Раввин серьезно на него посмотрел, словно решая, отвечать или нет.
— Его жизнь в опасности, — решительно добавил Аврелий.
— Рувим, — повторил старик. — Да не стой ты на солнце, входи, — пригласил он, пропуская его в хижину. — Этот был не таков, как прочие. Он уже давно приходил ко мне, просил растолковать ему Тору. Он был влюблен в добрую еврейскую девушку и хотел на ней жениться.

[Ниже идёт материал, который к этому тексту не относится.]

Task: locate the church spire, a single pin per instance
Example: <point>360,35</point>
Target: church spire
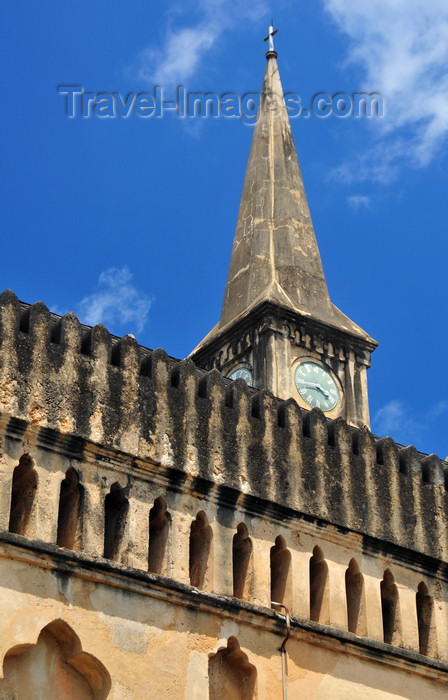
<point>275,255</point>
<point>278,328</point>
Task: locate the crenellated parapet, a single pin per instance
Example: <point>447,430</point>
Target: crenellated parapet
<point>56,373</point>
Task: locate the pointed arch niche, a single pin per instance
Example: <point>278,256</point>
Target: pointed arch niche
<point>390,609</point>
<point>231,676</point>
<point>159,530</point>
<point>71,499</point>
<point>281,580</point>
<point>23,492</point>
<point>319,588</point>
<point>427,635</point>
<point>116,507</point>
<point>201,536</point>
<point>54,668</point>
<point>356,606</point>
<point>241,563</point>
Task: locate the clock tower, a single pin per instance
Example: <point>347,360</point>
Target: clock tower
<point>278,328</point>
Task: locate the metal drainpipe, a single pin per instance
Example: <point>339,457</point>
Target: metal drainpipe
<point>282,647</point>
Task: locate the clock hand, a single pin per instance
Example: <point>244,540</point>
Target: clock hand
<point>311,384</point>
<point>324,391</point>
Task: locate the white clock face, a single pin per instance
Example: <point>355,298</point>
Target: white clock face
<point>317,386</point>
<point>242,373</point>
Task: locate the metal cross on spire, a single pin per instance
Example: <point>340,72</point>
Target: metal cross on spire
<point>270,36</point>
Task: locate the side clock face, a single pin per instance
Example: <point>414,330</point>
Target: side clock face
<point>316,386</point>
<point>242,373</point>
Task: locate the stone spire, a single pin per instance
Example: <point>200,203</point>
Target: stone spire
<point>275,255</point>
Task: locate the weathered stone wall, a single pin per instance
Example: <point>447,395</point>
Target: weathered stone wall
<point>154,639</point>
<point>56,373</point>
<point>51,455</point>
<point>110,452</point>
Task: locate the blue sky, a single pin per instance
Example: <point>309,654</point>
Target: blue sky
<point>131,221</point>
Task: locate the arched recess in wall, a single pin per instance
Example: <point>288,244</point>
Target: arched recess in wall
<point>427,634</point>
<point>390,609</point>
<point>319,588</point>
<point>356,605</point>
<point>281,580</point>
<point>116,506</point>
<point>159,529</point>
<point>23,492</point>
<point>241,563</point>
<point>54,668</point>
<point>201,536</point>
<point>70,511</point>
<point>231,676</point>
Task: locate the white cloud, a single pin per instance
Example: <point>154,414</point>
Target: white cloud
<point>402,48</point>
<point>115,301</point>
<point>403,424</point>
<point>185,48</point>
<point>357,201</point>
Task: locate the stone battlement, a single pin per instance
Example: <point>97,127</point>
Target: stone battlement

— Он сказал тебе, что девушка уже была обручена?
— Конечно, нет! Я бы отговорил его, если бы знал. Господу неугоден тот, кто возжелает чужой женщины, — в голосе раввина прозвучало разочарование. — Вот почему он приходил так далеко, чтобы учиться!
— Не сокрушайся, это уже неважно. Девушка мертва.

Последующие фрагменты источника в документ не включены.